Computer vision is the field of AI that focuses on the development of algorithms and models that enable computers to understand and interpret visual data from the world, such as images and videos. In this course, we will explore the fundamentals of computer vision, including image processing, object recognition, and advanced techniques such as convolutional neural networks (CNN).
Image Processing: Image processing is the process of manipulating and analyzing digital images. It involves techniques such as image enhancement, image restoration, and image analysis. Image processing is used to improve the quality of an image, extract information from it, and prepare it for further analysis.
Object Recognition: Object recognition is the process of identifying and locating objects within an image or video. Object recognition algorithms use features such as color, shape, and texture to identify objects. These algorithms can be used for tasks such as image classification, object detection, and object tracking.

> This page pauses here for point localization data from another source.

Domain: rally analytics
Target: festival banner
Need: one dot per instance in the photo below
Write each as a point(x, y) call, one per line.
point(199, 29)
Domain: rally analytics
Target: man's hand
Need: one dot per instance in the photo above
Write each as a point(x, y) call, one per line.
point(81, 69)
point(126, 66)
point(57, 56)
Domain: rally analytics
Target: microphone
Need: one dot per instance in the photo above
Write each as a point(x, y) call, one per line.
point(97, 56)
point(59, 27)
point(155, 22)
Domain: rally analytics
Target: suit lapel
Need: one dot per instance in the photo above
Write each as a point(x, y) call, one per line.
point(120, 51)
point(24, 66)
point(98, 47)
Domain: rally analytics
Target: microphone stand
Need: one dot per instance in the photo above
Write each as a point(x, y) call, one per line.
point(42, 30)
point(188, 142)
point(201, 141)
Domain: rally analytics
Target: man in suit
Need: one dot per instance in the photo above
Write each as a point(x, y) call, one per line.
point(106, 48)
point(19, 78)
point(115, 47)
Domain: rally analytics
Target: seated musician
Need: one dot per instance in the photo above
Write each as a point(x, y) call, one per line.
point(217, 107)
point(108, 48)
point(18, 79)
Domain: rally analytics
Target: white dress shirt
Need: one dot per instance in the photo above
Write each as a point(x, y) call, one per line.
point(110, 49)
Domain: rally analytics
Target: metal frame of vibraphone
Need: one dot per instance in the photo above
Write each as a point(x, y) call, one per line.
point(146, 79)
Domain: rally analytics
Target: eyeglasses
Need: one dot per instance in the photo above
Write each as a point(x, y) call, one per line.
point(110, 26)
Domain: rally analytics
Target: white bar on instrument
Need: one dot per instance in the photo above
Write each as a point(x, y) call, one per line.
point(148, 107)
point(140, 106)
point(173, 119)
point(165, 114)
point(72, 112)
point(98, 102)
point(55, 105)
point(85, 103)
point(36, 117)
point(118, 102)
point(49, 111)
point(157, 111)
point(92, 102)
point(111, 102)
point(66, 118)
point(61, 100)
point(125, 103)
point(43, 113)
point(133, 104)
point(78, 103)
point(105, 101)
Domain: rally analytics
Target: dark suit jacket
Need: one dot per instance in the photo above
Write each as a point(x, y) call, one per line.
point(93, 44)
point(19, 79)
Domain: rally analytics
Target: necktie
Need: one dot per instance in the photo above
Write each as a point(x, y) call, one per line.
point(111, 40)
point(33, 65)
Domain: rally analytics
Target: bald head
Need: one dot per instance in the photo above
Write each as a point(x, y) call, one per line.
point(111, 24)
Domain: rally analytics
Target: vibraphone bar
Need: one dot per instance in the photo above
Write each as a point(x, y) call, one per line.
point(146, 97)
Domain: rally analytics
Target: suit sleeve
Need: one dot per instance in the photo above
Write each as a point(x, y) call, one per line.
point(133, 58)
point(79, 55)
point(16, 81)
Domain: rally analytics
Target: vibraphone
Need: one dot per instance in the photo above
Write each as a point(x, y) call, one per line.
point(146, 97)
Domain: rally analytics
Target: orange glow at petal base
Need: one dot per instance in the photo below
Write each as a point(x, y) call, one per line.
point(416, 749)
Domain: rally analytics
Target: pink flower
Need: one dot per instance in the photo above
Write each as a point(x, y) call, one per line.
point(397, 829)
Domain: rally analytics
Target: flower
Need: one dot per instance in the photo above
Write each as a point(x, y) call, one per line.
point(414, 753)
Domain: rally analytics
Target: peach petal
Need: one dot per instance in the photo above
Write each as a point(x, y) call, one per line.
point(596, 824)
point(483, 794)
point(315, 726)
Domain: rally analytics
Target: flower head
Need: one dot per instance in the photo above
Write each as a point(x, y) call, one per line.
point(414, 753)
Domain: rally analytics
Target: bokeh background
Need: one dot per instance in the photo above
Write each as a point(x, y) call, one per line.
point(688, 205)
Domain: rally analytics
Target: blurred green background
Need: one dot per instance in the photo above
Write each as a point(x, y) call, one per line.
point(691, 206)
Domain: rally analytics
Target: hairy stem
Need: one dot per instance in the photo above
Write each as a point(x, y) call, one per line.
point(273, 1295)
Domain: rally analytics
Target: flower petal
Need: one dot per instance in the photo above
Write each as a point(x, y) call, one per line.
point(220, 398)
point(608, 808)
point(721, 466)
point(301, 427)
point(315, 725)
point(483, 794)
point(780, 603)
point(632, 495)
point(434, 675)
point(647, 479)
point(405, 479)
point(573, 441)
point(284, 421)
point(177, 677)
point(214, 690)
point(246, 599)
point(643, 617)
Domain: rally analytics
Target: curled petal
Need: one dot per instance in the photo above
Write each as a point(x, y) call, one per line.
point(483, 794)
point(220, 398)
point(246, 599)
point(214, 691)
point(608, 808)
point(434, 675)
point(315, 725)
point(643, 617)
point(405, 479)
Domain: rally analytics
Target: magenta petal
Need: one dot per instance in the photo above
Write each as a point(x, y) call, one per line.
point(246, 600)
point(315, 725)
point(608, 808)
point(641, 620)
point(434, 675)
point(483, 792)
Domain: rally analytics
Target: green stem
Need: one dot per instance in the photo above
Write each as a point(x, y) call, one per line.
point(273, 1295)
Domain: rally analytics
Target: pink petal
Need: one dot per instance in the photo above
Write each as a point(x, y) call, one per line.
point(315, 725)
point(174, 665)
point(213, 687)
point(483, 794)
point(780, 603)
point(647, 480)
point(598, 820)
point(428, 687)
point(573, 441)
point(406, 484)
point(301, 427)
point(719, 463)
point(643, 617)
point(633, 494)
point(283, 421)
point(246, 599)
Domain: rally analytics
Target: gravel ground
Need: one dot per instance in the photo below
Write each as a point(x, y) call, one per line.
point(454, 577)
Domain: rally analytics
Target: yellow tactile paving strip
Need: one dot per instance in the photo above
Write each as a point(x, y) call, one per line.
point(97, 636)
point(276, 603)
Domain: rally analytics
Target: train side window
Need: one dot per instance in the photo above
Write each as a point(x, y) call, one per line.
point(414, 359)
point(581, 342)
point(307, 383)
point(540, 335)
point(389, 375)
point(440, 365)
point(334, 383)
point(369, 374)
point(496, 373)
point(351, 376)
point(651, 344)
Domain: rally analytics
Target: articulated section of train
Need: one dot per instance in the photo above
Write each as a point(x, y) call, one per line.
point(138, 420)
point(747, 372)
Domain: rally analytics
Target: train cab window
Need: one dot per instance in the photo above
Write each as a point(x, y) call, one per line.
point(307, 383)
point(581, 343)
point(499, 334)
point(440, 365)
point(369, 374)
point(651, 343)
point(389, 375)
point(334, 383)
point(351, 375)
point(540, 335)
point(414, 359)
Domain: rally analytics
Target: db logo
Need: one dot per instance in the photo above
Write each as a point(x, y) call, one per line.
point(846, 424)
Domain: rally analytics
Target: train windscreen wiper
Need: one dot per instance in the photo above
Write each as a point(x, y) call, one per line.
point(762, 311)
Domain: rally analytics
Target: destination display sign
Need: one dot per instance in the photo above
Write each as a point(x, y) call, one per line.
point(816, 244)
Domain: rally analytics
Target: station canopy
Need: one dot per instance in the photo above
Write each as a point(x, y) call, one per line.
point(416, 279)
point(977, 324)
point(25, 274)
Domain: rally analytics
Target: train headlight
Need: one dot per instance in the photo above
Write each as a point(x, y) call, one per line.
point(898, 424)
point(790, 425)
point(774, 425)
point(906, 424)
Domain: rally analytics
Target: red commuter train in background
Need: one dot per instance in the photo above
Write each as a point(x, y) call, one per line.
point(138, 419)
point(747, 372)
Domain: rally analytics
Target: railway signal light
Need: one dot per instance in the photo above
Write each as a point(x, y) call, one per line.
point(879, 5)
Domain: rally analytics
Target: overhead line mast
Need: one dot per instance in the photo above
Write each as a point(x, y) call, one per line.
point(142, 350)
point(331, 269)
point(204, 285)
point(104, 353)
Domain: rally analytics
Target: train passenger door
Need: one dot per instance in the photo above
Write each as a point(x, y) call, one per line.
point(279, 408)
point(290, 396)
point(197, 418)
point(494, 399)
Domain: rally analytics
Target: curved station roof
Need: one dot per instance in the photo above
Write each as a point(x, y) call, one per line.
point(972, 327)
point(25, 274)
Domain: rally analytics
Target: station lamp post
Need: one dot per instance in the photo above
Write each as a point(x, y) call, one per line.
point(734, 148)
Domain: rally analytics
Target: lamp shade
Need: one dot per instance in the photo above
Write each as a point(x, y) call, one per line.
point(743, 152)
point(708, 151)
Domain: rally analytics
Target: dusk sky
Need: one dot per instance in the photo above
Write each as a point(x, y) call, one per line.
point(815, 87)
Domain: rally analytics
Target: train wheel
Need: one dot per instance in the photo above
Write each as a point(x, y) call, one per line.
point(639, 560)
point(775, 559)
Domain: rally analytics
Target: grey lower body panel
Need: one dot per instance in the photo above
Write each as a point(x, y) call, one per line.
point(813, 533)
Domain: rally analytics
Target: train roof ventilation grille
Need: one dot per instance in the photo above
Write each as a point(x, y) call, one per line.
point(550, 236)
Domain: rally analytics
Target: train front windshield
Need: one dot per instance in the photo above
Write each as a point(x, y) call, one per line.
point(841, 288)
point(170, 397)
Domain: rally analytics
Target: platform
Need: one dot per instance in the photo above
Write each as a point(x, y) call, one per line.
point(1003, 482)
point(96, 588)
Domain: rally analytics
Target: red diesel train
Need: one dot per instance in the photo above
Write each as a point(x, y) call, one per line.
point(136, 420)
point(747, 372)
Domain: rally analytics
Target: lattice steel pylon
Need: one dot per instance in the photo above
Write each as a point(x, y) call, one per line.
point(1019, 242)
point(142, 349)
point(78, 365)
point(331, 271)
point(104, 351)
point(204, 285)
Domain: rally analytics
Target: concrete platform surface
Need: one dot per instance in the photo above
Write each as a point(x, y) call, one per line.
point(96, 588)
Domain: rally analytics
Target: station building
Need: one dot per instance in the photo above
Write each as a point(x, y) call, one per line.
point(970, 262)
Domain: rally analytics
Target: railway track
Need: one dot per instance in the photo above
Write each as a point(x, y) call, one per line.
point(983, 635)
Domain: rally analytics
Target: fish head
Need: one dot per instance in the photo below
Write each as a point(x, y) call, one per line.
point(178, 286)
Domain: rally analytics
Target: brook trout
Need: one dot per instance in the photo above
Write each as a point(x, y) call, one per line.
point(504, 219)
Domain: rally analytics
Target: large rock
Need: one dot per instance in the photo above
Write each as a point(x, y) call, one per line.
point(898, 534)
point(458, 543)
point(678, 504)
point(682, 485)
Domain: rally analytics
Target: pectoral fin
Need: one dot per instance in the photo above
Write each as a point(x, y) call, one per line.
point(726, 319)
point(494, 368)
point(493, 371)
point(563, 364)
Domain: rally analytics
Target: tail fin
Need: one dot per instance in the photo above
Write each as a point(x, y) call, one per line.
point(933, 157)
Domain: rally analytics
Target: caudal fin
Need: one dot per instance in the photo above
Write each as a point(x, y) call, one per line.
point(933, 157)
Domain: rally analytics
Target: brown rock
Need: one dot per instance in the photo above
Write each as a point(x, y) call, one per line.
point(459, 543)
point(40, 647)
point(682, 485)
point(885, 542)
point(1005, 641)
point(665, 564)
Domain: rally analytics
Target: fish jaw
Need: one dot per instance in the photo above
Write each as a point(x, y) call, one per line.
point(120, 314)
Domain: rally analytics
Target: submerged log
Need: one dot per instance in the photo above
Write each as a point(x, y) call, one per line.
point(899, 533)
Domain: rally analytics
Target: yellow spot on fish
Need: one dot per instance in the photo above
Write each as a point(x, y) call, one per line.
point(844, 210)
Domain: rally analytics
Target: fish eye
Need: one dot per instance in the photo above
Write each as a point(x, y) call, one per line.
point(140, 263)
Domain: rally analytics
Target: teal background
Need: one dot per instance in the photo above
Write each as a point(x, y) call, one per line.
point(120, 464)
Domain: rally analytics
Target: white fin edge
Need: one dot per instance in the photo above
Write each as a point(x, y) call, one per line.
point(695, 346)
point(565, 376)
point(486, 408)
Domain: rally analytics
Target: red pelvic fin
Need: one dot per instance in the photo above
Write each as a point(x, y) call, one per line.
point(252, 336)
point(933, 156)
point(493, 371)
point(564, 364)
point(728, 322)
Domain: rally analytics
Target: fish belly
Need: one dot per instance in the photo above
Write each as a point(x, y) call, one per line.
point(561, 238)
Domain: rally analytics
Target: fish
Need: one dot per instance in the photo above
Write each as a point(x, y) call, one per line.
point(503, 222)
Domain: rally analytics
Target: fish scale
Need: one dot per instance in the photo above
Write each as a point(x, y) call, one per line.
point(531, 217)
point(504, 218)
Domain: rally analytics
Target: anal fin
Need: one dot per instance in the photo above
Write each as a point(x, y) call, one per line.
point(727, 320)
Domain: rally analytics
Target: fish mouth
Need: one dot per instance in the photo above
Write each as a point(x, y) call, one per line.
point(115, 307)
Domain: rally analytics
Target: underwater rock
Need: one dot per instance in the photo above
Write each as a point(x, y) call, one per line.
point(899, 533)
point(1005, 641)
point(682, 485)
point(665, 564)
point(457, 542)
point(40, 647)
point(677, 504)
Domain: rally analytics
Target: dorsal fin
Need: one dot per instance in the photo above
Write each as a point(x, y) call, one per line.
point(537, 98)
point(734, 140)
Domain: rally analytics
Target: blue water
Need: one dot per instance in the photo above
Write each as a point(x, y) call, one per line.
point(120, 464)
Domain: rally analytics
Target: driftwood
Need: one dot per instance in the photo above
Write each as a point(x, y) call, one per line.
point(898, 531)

Convolutional Neural Networks (CNN): CNNs are a type of deep learning architecture that is particularly well-suited for image and video analysis. CNNs are designed to automatically and adaptively learn features from input images and are composed of multiple layers of artificial neurons. The layers of a CNN include convolutional layers, pooling layers, and fully connected layers. These layers work together to extract features from an image and classify it into different categories.
Applications of Computer Vision: Computer Vision techniques are widely used in several domains such as:
- Self-driving cars: object detection, lane following, and decision making
- Surveillance systems: object detection and tracking
- Robotics: visual servoing, visual SLAM, and visual odometry
- Healthcare: medical image analysis and diagnosis
- Augmented Reality: object detection and recognition.
In this course, students will learn the fundamentals of computer vision, including image processing, object recognition, and advanced techniques such as CNNs. They will also explore various applications of computer vision in different fields and have the opportunity to work on a hands-on project to apply their knowledge and skills to a real-world problem.